欧州の安定

ライン川を挟んで



2000年前にカエサルローマ帝国の北方境界としてライン川に防衛線を構築した。この川はスイスのトマーゼ湖から出て、ドイツとフランスの国境を北に向かうが、その先はドイツ国内に入り、北へ向けてボン、ケルン、デュッセルドルフなどドイツの主要都市を通過して、オランダ国内で2分してからロッテルダムで北海に入る。



 第一次と第二次世界大戦では独仏両国は熾烈な戦闘を繰り返してきたために、精神的物質的に深い傷跡を残した。そのため1945年以降でも、様々な分野で問題を繰り返してきたが、ロンドンでのG20サミット会議後に開かれたNATO創設60周年を迎えた首脳会議では、フランスのNATO復帰により歴史的な友好関係が構築された。

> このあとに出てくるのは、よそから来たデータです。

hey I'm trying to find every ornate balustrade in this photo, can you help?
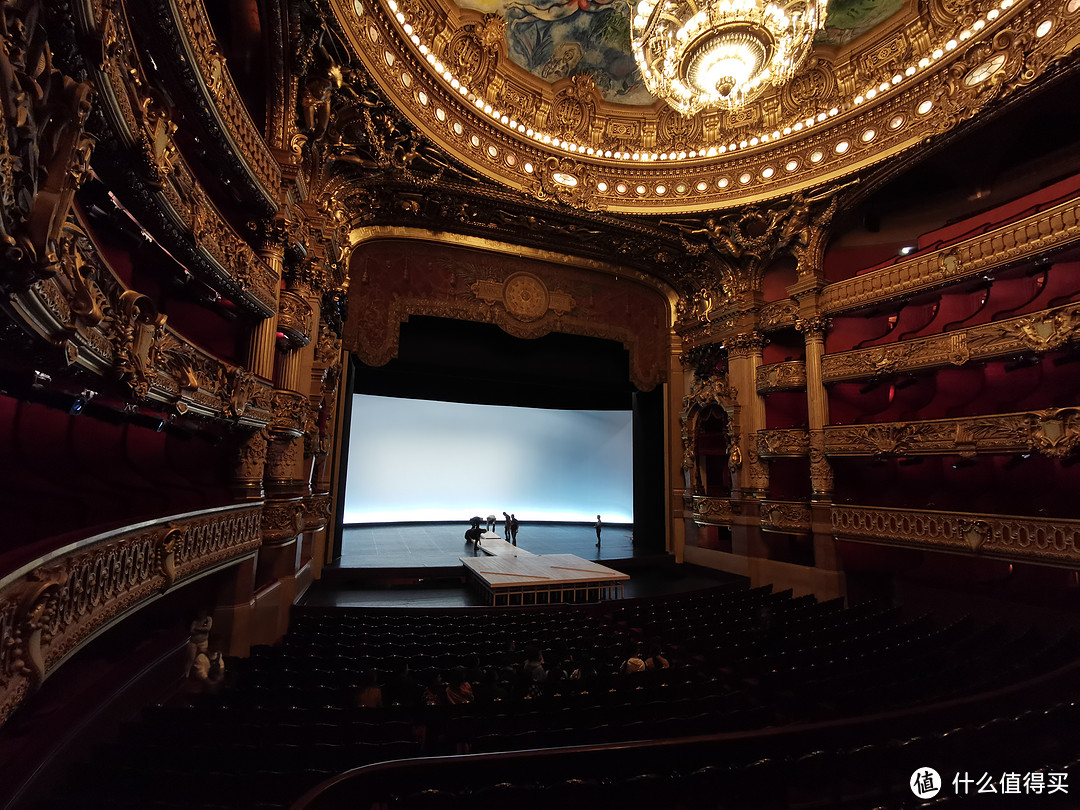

会議はライン川を挟んで仏側のストラスブールと独側のケールの両都市で開かれ、ライン川にかかる現代的な歩道橋を両首脳が徒歩で渡る姿が全世界に放映された。EUとともにNATOは欧州統合の象徴として、未来への懸け橋となる期待を抱かせる出来事であった。....




ドーデの小説「最後の授業」で描かれた名作の舞台も、永遠に歴史的な追憶の彼方へ追いやることになるであろうことを予感させるものだ。独仏の共同事業で、この地域は数年前には軍事的な対立の時代のコンクリートの壕を残したまま「二つの岸の公園」と生まれかわっている。今後、EUはロシアとの関係の安定に全力投球することになる。